CecalSrl

Messo un primo punto fermo ed ufficiale alla questione che riguarda la possibile realizzazione di una Piattaforma integrata per il trattamento dei rifiuti solidi urbani con recupero di energia e produzione di bio-metano.
E’ stata votata infatti, nei giorni scorsi dai consiglieri Abbruscato, Amoroso, Campagna, Cecchetti, Corso, D’Amico, Fiorani, Gatto, Merlino, Miccichè, Minasola, Raimondi, Salemi, Sinatra, Taravella, Urbano, Virzì una delibera con la quale l’assemblea consiliare ha voluto rappresentare la propria avversità alla realizzazione dell’impianto.
Due proposte deliberative quasi identiche (ai sensi dell’art.28 del vigente regolamento del Consiglio Comunale) erano state avanzate sia dalla coalizione di maggioranza che sostiene il sindaco, Totó Burrafato, sia dal fronte della minoranza. Con uno schema di deliberazione il gruppo consiliare del Movimento 5 stelle si era espresso negativamente relativamente alla realizzazione dell’ impianto “inceneritore”, l’altra parte dei consiglieri ha redatto e sottoscritto una bozza di delibera con la quale ha argomentato le ragioni che stanno dietro il diniego alla realizzazione della piattaforma nell’area industriale di Termini Imerese.
Il progetto in questione è stato approntato dalla Ecox e prevede la realizzazione di una Piattaforma integrata per il trattamento dei rifiuti solidi urbani con recupero di energia e produzione di bio-metano e la proposta era quella di realizzarlo nella zona industriale di Termini Imerese.

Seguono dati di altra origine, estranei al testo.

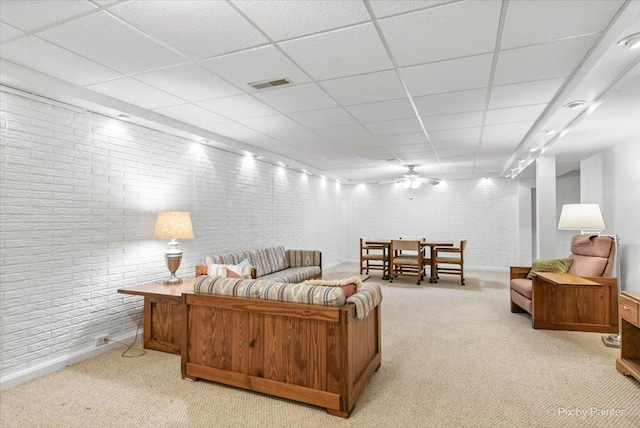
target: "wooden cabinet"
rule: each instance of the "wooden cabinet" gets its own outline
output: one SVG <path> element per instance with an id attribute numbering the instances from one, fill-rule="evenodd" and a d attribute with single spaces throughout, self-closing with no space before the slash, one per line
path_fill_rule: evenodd
<path id="1" fill-rule="evenodd" d="M 193 292 L 195 278 L 182 284 L 164 285 L 162 281 L 120 288 L 118 293 L 144 297 L 144 347 L 180 354 L 182 329 L 182 293 Z"/>
<path id="2" fill-rule="evenodd" d="M 625 376 L 640 381 L 640 292 L 620 295 L 620 358 L 616 369 Z"/>
<path id="3" fill-rule="evenodd" d="M 533 328 L 618 333 L 616 278 L 537 272 Z"/>

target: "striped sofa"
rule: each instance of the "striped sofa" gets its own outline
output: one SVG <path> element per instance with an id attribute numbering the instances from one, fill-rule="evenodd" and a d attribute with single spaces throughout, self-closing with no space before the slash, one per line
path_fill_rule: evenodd
<path id="1" fill-rule="evenodd" d="M 322 277 L 322 253 L 316 250 L 285 250 L 283 246 L 257 248 L 206 256 L 196 266 L 196 276 L 209 275 L 215 265 L 237 265 L 248 260 L 251 277 L 276 282 L 298 283 Z"/>

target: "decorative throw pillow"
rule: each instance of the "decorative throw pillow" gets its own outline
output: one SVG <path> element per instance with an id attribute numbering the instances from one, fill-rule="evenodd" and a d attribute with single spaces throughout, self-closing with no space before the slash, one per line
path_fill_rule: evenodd
<path id="1" fill-rule="evenodd" d="M 253 266 L 227 265 L 227 278 L 251 278 Z"/>
<path id="2" fill-rule="evenodd" d="M 527 279 L 533 279 L 536 275 L 535 272 L 567 273 L 571 267 L 571 262 L 573 262 L 573 259 L 536 260 L 531 265 L 531 271 L 527 275 Z"/>
<path id="3" fill-rule="evenodd" d="M 218 265 L 218 264 L 210 264 L 207 266 L 207 275 L 209 276 L 227 276 L 227 266 Z"/>
<path id="4" fill-rule="evenodd" d="M 360 291 L 360 288 L 362 287 L 362 280 L 357 276 L 352 276 L 351 278 L 336 280 L 308 279 L 304 281 L 303 284 L 340 287 L 344 290 L 345 297 L 348 298 Z"/>

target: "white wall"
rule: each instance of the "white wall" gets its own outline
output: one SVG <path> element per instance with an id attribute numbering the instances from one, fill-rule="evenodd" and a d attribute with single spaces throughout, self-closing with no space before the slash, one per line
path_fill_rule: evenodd
<path id="1" fill-rule="evenodd" d="M 590 180 L 602 166 L 602 180 Z M 620 237 L 622 290 L 640 291 L 640 135 L 618 143 L 581 164 L 583 195 L 602 194 L 604 234 Z M 595 171 L 595 172 L 594 172 Z M 599 188 L 601 187 L 601 189 Z M 582 201 L 589 202 L 589 201 Z"/>
<path id="2" fill-rule="evenodd" d="M 556 226 L 560 221 L 562 205 L 580 202 L 580 171 L 571 171 L 556 179 Z M 571 238 L 579 230 L 556 231 L 556 256 L 567 257 L 571 253 Z"/>
<path id="3" fill-rule="evenodd" d="M 465 266 L 507 271 L 519 259 L 518 185 L 509 179 L 445 180 L 411 191 L 399 184 L 345 186 L 346 258 L 360 237 L 467 239 Z"/>
<path id="4" fill-rule="evenodd" d="M 270 245 L 344 258 L 341 186 L 67 105 L 0 93 L 3 382 L 135 330 L 120 287 L 168 275 L 158 211 L 187 210 L 179 276 Z"/>

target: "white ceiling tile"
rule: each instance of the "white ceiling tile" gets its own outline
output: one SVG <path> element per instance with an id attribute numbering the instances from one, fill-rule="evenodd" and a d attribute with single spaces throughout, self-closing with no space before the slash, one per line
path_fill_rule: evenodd
<path id="1" fill-rule="evenodd" d="M 548 103 L 562 87 L 565 80 L 565 78 L 560 78 L 494 86 L 491 89 L 489 108 L 496 109 Z"/>
<path id="2" fill-rule="evenodd" d="M 450 141 L 440 141 L 433 143 L 434 148 L 438 152 L 438 155 L 444 156 L 444 154 L 461 154 L 469 153 L 475 156 L 480 140 L 478 138 L 471 139 L 457 139 Z"/>
<path id="3" fill-rule="evenodd" d="M 291 145 L 292 147 L 330 146 L 332 149 L 336 148 L 327 140 L 308 129 L 289 132 L 272 132 L 270 135 L 273 136 L 273 138 Z"/>
<path id="4" fill-rule="evenodd" d="M 320 82 L 340 104 L 352 105 L 406 98 L 395 70 Z"/>
<path id="5" fill-rule="evenodd" d="M 106 12 L 50 28 L 38 35 L 127 74 L 184 61 Z"/>
<path id="6" fill-rule="evenodd" d="M 195 64 L 163 68 L 139 74 L 135 78 L 187 101 L 202 101 L 243 93 L 240 89 Z"/>
<path id="7" fill-rule="evenodd" d="M 441 94 L 489 86 L 493 54 L 400 69 L 412 96 Z"/>
<path id="8" fill-rule="evenodd" d="M 315 83 L 265 89 L 255 92 L 254 96 L 282 113 L 337 106 L 336 102 Z"/>
<path id="9" fill-rule="evenodd" d="M 384 147 L 355 147 L 349 149 L 349 152 L 367 161 L 381 161 L 385 159 L 395 159 L 395 155 Z"/>
<path id="10" fill-rule="evenodd" d="M 236 122 L 213 123 L 202 125 L 201 128 L 238 141 L 243 141 L 245 138 L 256 137 L 256 135 L 263 135 Z"/>
<path id="11" fill-rule="evenodd" d="M 316 80 L 393 67 L 370 23 L 283 42 L 280 46 Z"/>
<path id="12" fill-rule="evenodd" d="M 517 122 L 485 126 L 482 136 L 487 138 L 502 137 L 522 140 L 529 129 L 531 129 L 533 123 L 534 122 Z"/>
<path id="13" fill-rule="evenodd" d="M 623 0 L 509 3 L 501 49 L 604 31 Z"/>
<path id="14" fill-rule="evenodd" d="M 420 144 L 399 144 L 397 146 L 390 147 L 393 153 L 396 154 L 412 154 L 412 153 L 433 153 L 431 146 L 426 143 Z"/>
<path id="15" fill-rule="evenodd" d="M 420 116 L 435 116 L 484 110 L 486 98 L 486 89 L 473 89 L 470 91 L 416 97 L 414 102 L 420 112 Z"/>
<path id="16" fill-rule="evenodd" d="M 311 79 L 274 46 L 264 46 L 202 61 L 201 64 L 246 92 L 250 83 L 287 78 L 294 84 Z"/>
<path id="17" fill-rule="evenodd" d="M 434 143 L 450 142 L 456 140 L 475 140 L 480 141 L 480 133 L 482 128 L 464 128 L 464 129 L 449 129 L 444 131 L 432 131 L 429 132 L 429 138 Z"/>
<path id="18" fill-rule="evenodd" d="M 87 86 L 87 88 L 149 109 L 184 104 L 184 100 L 130 77 Z"/>
<path id="19" fill-rule="evenodd" d="M 122 76 L 37 37 L 23 37 L 2 45 L 2 58 L 80 86 Z"/>
<path id="20" fill-rule="evenodd" d="M 401 144 L 427 144 L 427 137 L 424 132 L 416 132 L 414 134 L 385 135 L 380 138 L 386 146 L 395 146 Z"/>
<path id="21" fill-rule="evenodd" d="M 402 67 L 492 52 L 501 5 L 493 0 L 451 3 L 379 22 Z"/>
<path id="22" fill-rule="evenodd" d="M 255 119 L 257 117 L 280 114 L 262 101 L 258 101 L 246 94 L 201 101 L 197 104 L 207 110 L 211 110 L 233 120 Z"/>
<path id="23" fill-rule="evenodd" d="M 526 122 L 538 119 L 547 104 L 535 104 L 531 106 L 509 107 L 487 110 L 485 125 L 499 125 L 510 122 Z"/>
<path id="24" fill-rule="evenodd" d="M 371 134 L 362 125 L 341 125 L 331 128 L 318 128 L 316 132 L 330 141 L 350 138 L 369 137 Z"/>
<path id="25" fill-rule="evenodd" d="M 484 112 L 473 111 L 467 113 L 445 114 L 440 116 L 423 117 L 427 131 L 438 131 L 442 129 L 472 128 L 482 126 Z"/>
<path id="26" fill-rule="evenodd" d="M 223 1 L 136 1 L 109 10 L 192 59 L 267 42 L 258 30 Z"/>
<path id="27" fill-rule="evenodd" d="M 234 1 L 273 40 L 283 40 L 370 21 L 362 2 Z"/>
<path id="28" fill-rule="evenodd" d="M 520 144 L 521 139 L 499 136 L 499 137 L 482 137 L 481 151 L 486 153 L 510 152 Z"/>
<path id="29" fill-rule="evenodd" d="M 50 25 L 97 7 L 88 1 L 6 1 L 0 2 L 2 22 L 24 31 Z"/>
<path id="30" fill-rule="evenodd" d="M 406 1 L 389 1 L 389 0 L 369 0 L 371 8 L 377 18 L 384 18 L 389 15 L 410 12 L 417 9 L 425 9 L 449 3 L 451 0 L 406 0 Z"/>
<path id="31" fill-rule="evenodd" d="M 324 110 L 305 111 L 291 113 L 293 120 L 309 128 L 326 128 L 329 126 L 349 125 L 356 123 L 355 119 L 342 108 L 330 108 Z"/>
<path id="32" fill-rule="evenodd" d="M 17 28 L 13 28 L 3 22 L 0 22 L 0 43 L 4 43 L 10 39 L 13 39 L 14 37 L 18 37 L 21 34 L 24 34 L 24 32 L 18 30 Z M 4 47 L 2 49 L 2 54 L 4 56 Z"/>
<path id="33" fill-rule="evenodd" d="M 422 130 L 416 118 L 365 123 L 364 126 L 373 135 L 413 134 Z"/>
<path id="34" fill-rule="evenodd" d="M 500 51 L 493 82 L 506 85 L 569 76 L 597 40 L 594 34 Z"/>
<path id="35" fill-rule="evenodd" d="M 381 101 L 347 107 L 360 122 L 381 122 L 384 120 L 409 119 L 415 112 L 408 99 Z"/>
<path id="36" fill-rule="evenodd" d="M 195 126 L 228 121 L 222 116 L 211 113 L 209 110 L 193 104 L 163 107 L 156 109 L 155 112 Z"/>
<path id="37" fill-rule="evenodd" d="M 302 126 L 283 115 L 246 119 L 240 120 L 239 122 L 249 128 L 253 128 L 256 131 L 260 131 L 265 134 L 299 131 L 304 129 Z"/>

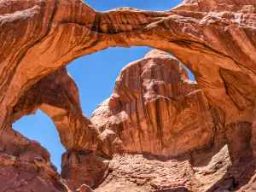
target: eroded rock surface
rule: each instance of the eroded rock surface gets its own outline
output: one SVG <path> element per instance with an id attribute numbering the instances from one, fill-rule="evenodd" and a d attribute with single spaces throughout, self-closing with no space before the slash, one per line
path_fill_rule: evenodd
<path id="1" fill-rule="evenodd" d="M 81 0 L 0 1 L 0 153 L 3 191 L 68 190 L 64 184 L 66 181 L 51 166 L 46 150 L 11 128 L 15 119 L 34 113 L 37 108 L 54 120 L 61 143 L 68 150 L 66 154 L 81 151 L 79 154 L 83 155 L 81 158 L 78 155 L 76 160 L 64 154 L 63 165 L 67 170 L 69 165 L 73 165 L 74 170 L 69 170 L 70 172 L 77 173 L 79 166 L 77 163 L 90 156 L 84 155 L 84 151 L 104 156 L 103 159 L 113 155 L 113 160 L 120 165 L 119 168 L 111 171 L 99 163 L 104 174 L 96 167 L 93 169 L 93 173 L 96 173 L 93 177 L 107 177 L 97 190 L 255 191 L 255 6 L 254 0 L 185 0 L 164 12 L 117 9 L 99 13 Z M 119 79 L 110 100 L 95 113 L 95 126 L 83 116 L 77 88 L 62 67 L 75 58 L 110 46 L 132 45 L 151 46 L 172 54 L 192 71 L 197 84 L 186 80 L 185 73 L 180 72 L 175 74 L 181 78 L 174 75 L 172 80 L 181 88 L 186 87 L 186 91 L 179 86 L 175 89 L 172 89 L 175 86 L 162 86 L 171 78 L 160 75 L 165 73 L 154 68 L 154 59 L 148 67 L 148 70 L 156 71 L 154 74 L 143 74 L 140 70 L 147 70 L 128 67 L 132 68 L 132 74 L 137 75 L 134 76 L 137 81 L 133 82 L 129 77 L 123 79 L 125 82 Z M 168 57 L 160 55 L 157 60 Z M 58 69 L 61 73 L 58 73 Z M 177 72 L 179 68 L 173 70 Z M 148 78 L 154 80 L 142 84 L 141 80 L 147 82 Z M 119 83 L 129 90 L 123 89 Z M 47 96 L 42 94 L 41 86 Z M 172 94 L 166 95 L 165 91 Z M 178 96 L 181 98 L 177 98 Z M 176 104 L 180 105 L 174 108 Z M 183 108 L 179 108 L 180 106 Z M 194 114 L 199 108 L 200 113 Z M 178 121 L 167 112 L 173 113 Z M 102 119 L 95 121 L 100 116 Z M 188 117 L 189 127 L 194 128 L 193 131 L 185 126 L 188 124 L 184 119 L 179 119 L 184 116 Z M 148 120 L 153 123 L 150 125 Z M 167 125 L 171 124 L 171 127 Z M 171 136 L 166 134 L 169 129 L 172 133 L 186 131 L 184 137 Z M 195 137 L 191 139 L 191 134 Z M 163 143 L 164 141 L 167 143 Z M 172 141 L 177 143 L 175 145 Z M 192 155 L 191 160 L 180 160 L 177 164 L 183 166 L 185 162 L 193 168 L 189 169 L 189 178 L 185 175 L 178 178 L 182 182 L 178 186 L 167 186 L 166 181 L 172 180 L 163 175 L 158 185 L 150 184 L 152 178 L 136 176 L 135 181 L 127 171 L 127 167 L 137 168 L 130 160 L 134 158 L 143 167 L 152 166 L 151 161 L 140 154 L 121 154 L 147 152 L 159 158 L 186 151 L 190 153 L 183 155 Z M 197 158 L 193 156 L 200 153 Z M 94 155 L 93 158 L 98 160 Z M 164 167 L 163 160 L 158 158 L 157 166 Z M 123 160 L 126 165 L 119 162 Z M 171 164 L 174 162 L 169 160 Z M 82 165 L 84 181 L 88 181 L 88 165 L 84 162 Z M 24 173 L 27 171 L 28 173 Z M 166 171 L 177 170 L 169 167 Z M 119 177 L 115 177 L 115 172 Z M 74 175 L 65 175 L 67 185 L 72 184 Z M 83 182 L 83 173 L 78 175 L 79 183 Z M 111 177 L 114 179 L 111 180 Z M 93 187 L 101 182 L 97 178 Z M 79 188 L 79 183 L 73 184 Z M 35 186 L 42 188 L 35 189 Z"/>
<path id="2" fill-rule="evenodd" d="M 213 139 L 202 90 L 177 60 L 158 50 L 122 70 L 113 93 L 91 121 L 102 132 L 117 133 L 122 149 L 130 153 L 177 156 Z"/>

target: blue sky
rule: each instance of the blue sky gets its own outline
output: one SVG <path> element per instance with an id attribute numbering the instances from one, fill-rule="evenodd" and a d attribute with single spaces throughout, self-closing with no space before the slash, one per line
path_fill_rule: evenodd
<path id="1" fill-rule="evenodd" d="M 85 0 L 97 11 L 107 11 L 119 7 L 134 7 L 146 10 L 166 10 L 179 4 L 182 0 Z M 128 63 L 141 59 L 151 48 L 109 48 L 75 60 L 67 66 L 67 71 L 76 81 L 84 114 L 90 118 L 92 112 L 113 90 L 114 82 L 121 69 Z M 191 79 L 193 75 L 189 73 Z M 25 137 L 40 142 L 51 154 L 51 160 L 61 171 L 61 154 L 65 152 L 58 132 L 51 119 L 41 111 L 23 117 L 13 128 Z"/>

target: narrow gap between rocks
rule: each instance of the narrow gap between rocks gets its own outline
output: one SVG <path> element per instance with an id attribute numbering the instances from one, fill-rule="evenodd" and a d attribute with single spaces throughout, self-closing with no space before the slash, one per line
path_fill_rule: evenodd
<path id="1" fill-rule="evenodd" d="M 97 106 L 111 96 L 122 68 L 143 59 L 151 49 L 149 47 L 109 48 L 70 63 L 67 68 L 79 87 L 83 113 L 90 118 Z M 194 75 L 186 69 L 189 79 L 194 81 Z M 61 172 L 61 154 L 65 148 L 49 117 L 38 109 L 36 114 L 25 116 L 14 123 L 13 128 L 48 149 L 52 163 Z"/>

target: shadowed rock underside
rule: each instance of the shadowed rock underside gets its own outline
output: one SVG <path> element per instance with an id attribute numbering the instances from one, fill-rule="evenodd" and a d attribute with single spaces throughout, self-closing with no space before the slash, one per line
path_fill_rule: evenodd
<path id="1" fill-rule="evenodd" d="M 1 190 L 255 191 L 255 7 L 185 0 L 100 13 L 80 0 L 0 1 Z M 89 119 L 65 66 L 133 45 L 160 50 L 126 66 Z M 37 108 L 67 149 L 61 176 L 11 127 Z"/>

Il Consiglio comunale, non potendo esprimersi su due proposte quasi identiche che convergevano su un diniego preventivo alla realizzazione dell’impianto, dopo svariate discussioni e a seguito di un incontro congiunto della terza e quarta Commissione consiliare, ha privilegiato la scelta responsabile di addivenire al voto di un’unica proposta deliberativa che – partendo dal testo depositato per prima in termini temporali – ha tenuto conto delle dovute modifiche ed integrazioni tese a rendere il documento il più esaustivo possibile.
I consiglieri comunali hanno più volte sottolineato l’importanza di una valutazione approfondita del Progetto la cui realizzazione avrebbe influenze profonde sugli equilibri ambientali e socio-economici del territorio. Inoltre è stato ribadito con forza il palese contrasto del progetto con i nuovi strumenti di pianificazione, già approvati e parzialmente in corso, orientati a uno sviluppo della città verso attività più rispettose dell’ambiente.
Il parere contrario espresso è stato reso ai sensi e per gli effetti della legge n. 55/2002; dell’art. 89 della Legge Regionale n.6/2001; delle norme regionali e nazionali atteso l’impianto dovrebbe essere sottoposto ad un pronunciamento preventivo del Comune interessato in fase di partecipazione prevista dalla procedura di V.I.A. (Valutazione Impatto Ambientale).